Your data warehouse is doubling in size every year, and you suspect that you'll be adding a clickstream data source from your corporate Web site before the end of the year. Your marketing group doesn't yet know precisely how they are going to leverage the new clickstream data for personalization and customer intimacy – but they do know that they don't want to be the last ones to figure it out. Too many signs suggest it will be of strategic competitive advantage.

Clickstream Volume
+ Demand for Access
Big Trouble

As data warehouse manager or ETL team leader, you know the information that users learn from their clickstream data will stimulate additional requests for analysis. That means reprocessing and reloading the data many times before thorough data transformation and data hygiene requirements can be fixed in stone. This may not be new; after all, you've seen significant change in your ETL process for several years. However, this is likely to be as challenging a design-as-you-go solution as you've seen because clickstream volumes may match, even exceed, current volumes – and ongoing support of existing ETL is not getting any cheaper. What to do?

The answer: start building your new ETL job streams within a scalable ETL development environment. The initial clickstream ETL job stream will change many times before you're through. There is no better time to start positioning a scalable technology that delivers in the very large data warehousing development environment.

Defining the Environment

A scalable ETL development environment addresses continuous change in your existing ETL infrastructure with programmer productivity benefits that save time and money; at the same time, you will also reduce existing support and maintenance costs. The real clincher, however, is in providing an extremely reliable and high-performance ETL processing environment that can also scale predictably to meet faster response times and higher throughput. There you have it: extreme scalability, massive throughput, robust performance and low cost of ownership. These characterize the scalable ETL development environment.

While there are many ETL tools on the market, few deliver the scalability, throughput, performance and low cost of ownership you will need to support an environment that integrates clickstream data with your existing data management environment. Solutions are available, however, from parallel technology vendors such as Ab Initio and Torrent Systems, Inc. These solutions deliver three key benefits in the scalable ETL development environment for extract, transform and load jobs:

  • Programmer productivity gains
  • Reduced maintenance costs
  • Scalable high performance

Programmer Productivity Gains

Developers always seem to take offense when programmer productivity tools are suggested for ETL. How many times have you heard someone say, "Why do I need a tool? I can write code that performs more quickly and be done with a simple transform I've already built it in my class library – and I can code it in 15 minutes." You rarely see it turn out that way though.

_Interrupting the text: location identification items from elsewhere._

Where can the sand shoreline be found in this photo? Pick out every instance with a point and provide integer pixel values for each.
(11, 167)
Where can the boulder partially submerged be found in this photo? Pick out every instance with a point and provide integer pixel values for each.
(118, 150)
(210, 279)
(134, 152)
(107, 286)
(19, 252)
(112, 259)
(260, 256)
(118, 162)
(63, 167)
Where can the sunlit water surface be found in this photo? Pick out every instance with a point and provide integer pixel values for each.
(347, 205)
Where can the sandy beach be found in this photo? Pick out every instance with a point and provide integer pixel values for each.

Ask your favorite C/C++ developer if they have a routine to convert packed decimal to text. Nobody would actually code one until it was needed, so you don't often find one in your class library. Ask how long it takes to translate the COBOL copybook into the input interface specification for your transform. Probably an hour – and that is if you understand the copybook format or you've already processed similar feeds.

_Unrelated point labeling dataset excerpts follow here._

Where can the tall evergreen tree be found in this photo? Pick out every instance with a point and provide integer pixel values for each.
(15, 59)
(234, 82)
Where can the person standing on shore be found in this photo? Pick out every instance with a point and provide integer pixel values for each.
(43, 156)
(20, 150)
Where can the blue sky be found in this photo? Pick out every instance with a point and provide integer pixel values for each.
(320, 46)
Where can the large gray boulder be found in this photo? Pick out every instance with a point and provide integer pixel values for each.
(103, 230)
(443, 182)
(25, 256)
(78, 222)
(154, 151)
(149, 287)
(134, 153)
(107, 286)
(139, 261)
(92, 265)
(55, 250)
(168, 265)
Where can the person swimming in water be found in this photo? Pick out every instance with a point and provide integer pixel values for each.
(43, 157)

The point is this: you shouldn't have to burn valuable development resource coding interface specifications! Rather, you should have your ETL development team tackle more elaborate ETL data and application concerns – issues that come up often and need a good strategy – such as synchronizing data between different sources, coming up with a refresh strategy, designing checkpoint and recovery logic or even data quality data audit checkpoints.

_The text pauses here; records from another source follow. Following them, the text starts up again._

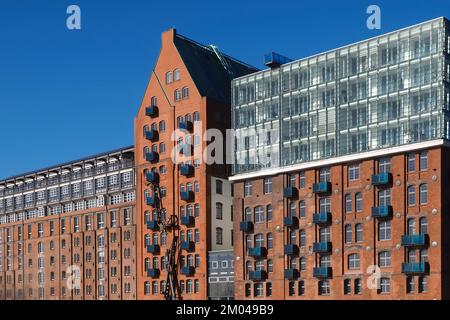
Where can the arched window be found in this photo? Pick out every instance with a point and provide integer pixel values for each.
(411, 226)
(353, 261)
(411, 196)
(348, 233)
(169, 77)
(423, 193)
(269, 240)
(302, 234)
(358, 232)
(176, 75)
(423, 223)
(259, 240)
(219, 236)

Consider some of the tasks that would take a day or more to code and test without a scalable ETL development environment. It is no accident that most of the components to build these steps are available from tools designed for scalable ETL:

  • Formatting packed decimal/binary decimal/EBCDIC data into string text for dimension tables.
  • Sorting and merging data files with logic handling for merge exceptions.
  • Calculating aggregates for a single file or across many sorted and merged files.
  • Selecting certain records from an ETL job stream for data quality or data auditing checkpoints.
  • Extracting a 10 percent random sample from your warehouse for an ad hoc data pull.
  • Removing duplicates from an ETL job stream.

These are the bread and butter of ETL coding that essentially come "free" with your scalable ETL development environment. That is, developers could be using prebuilt and tested components to solve these problems in hours, not days.

Reduced Maintenance Costs

Let's now look at maintenance costs which require considerable resources. A scalable ETL development environment tackles the need for custom-coded C/C++ extraction and transformation logic head-on. It must alleviate the need for a large C/C++ development team – and it does.

Most of the transformation logic can be built defining transformation rules in a simple procedural language instead of C/C++. As a result, programming support costs are much less. You don't have to worry about supporting unreadable code once a developer moves on. In most cases, scalable ETL development environments provide many self-documenting features.

One of the other classic support problems with ETL performance is the number of potential interfaces between sources and targets – databases, tables or flat files. They have a nasty habit of growing exponentially; in fact, there are potentially n x (n-1) possible interfaces between the n sources and targets. If you have just four sources, you are already supporting up to 12 interfaces to those sources. The best way to reduce the maintenance and support costs associated with the large number of interfaces is for the scalable ETL development environment to manage these interfaces using an ETL-specific meta data database and version control.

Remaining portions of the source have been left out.